O portal, e em especial a central de comércio eletrônico
fundamentam o conceito comunitário, onde todos podem fazer transações com todos simultaneamente, explica o diretor da OpenCommerce, Jorge Marinho. "Estamos disponibilizando para os diversos segmentos do varejo outros sites com guias de compras de equipamentos, produtos e serviços, uma central para recrutamento pessoal, informações tributárias e fiscais atualizadas diariamente e um calendário de eventos", conta Marinho.

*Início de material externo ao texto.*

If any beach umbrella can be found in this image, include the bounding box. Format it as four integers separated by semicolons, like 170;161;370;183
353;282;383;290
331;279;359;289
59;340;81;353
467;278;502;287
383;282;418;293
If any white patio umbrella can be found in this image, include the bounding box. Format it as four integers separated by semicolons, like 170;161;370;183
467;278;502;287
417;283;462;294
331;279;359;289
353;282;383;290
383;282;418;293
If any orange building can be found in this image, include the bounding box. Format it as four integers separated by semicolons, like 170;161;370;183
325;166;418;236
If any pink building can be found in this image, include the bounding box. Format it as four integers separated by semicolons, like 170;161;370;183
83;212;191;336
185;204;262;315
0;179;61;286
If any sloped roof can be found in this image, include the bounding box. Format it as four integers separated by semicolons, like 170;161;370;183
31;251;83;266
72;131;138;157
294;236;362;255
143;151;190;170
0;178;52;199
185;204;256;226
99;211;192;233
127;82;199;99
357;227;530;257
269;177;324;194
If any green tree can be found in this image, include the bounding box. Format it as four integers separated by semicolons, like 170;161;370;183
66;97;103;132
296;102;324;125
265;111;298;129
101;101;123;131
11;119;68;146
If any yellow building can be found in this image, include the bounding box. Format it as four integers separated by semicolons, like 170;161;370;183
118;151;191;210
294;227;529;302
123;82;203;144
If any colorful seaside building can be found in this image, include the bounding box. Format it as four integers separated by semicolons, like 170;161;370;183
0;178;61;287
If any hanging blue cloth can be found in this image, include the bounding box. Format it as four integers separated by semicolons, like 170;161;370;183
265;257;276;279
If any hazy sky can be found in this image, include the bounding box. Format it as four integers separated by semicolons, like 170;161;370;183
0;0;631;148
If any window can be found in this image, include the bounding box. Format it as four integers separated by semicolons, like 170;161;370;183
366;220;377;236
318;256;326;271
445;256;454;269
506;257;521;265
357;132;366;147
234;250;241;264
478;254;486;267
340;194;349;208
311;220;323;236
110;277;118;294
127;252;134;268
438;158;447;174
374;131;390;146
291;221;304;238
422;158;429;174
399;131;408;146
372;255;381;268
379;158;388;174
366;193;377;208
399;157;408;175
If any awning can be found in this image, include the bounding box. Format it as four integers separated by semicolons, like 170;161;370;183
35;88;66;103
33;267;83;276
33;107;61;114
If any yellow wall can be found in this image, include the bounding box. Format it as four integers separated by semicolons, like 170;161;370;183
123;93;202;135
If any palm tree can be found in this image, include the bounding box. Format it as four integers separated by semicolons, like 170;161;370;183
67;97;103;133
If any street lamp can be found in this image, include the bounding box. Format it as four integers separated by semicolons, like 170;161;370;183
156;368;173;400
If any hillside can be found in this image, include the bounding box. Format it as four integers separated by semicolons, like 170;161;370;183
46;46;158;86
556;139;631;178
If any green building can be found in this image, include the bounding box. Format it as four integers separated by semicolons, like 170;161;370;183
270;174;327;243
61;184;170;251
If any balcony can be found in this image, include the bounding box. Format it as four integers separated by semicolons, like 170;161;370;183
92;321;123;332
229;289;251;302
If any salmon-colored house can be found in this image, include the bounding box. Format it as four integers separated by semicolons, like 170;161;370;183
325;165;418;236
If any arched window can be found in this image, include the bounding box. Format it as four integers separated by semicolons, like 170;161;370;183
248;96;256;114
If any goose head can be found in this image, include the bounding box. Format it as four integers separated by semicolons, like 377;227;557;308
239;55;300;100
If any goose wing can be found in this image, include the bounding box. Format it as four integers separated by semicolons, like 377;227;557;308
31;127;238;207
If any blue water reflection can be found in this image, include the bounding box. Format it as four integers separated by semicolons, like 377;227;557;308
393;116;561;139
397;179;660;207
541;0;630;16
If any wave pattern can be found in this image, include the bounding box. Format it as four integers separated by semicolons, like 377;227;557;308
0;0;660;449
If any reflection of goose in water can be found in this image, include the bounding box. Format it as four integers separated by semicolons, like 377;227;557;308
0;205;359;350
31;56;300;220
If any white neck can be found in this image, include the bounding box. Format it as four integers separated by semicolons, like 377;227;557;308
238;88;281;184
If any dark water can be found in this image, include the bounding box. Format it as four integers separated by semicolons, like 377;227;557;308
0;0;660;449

O novo portal é um instrumento de democratização no relacionamento entre indústria e varejo diz Alexandre Pombo, gerente de comércio eletrônico da Microsoft Brasil. "A tecnologia torna-se uma grande aliada das empresas de pequeno e médio porte, reduzindo custos e ganhando vantagem competitiva para sobreviver", acrescenta. O executivo da VB & P-Brasil, Flávio Penna, avalia que os custos dos supermercadistas deverão cair entre 3% e 4%. Para se ter uma idéia do tamanho da estrutura já existente, no último ano, através apenas do EDI, o sistema recebeu 12 mil pedidos, movimentando R$ 600 milhões.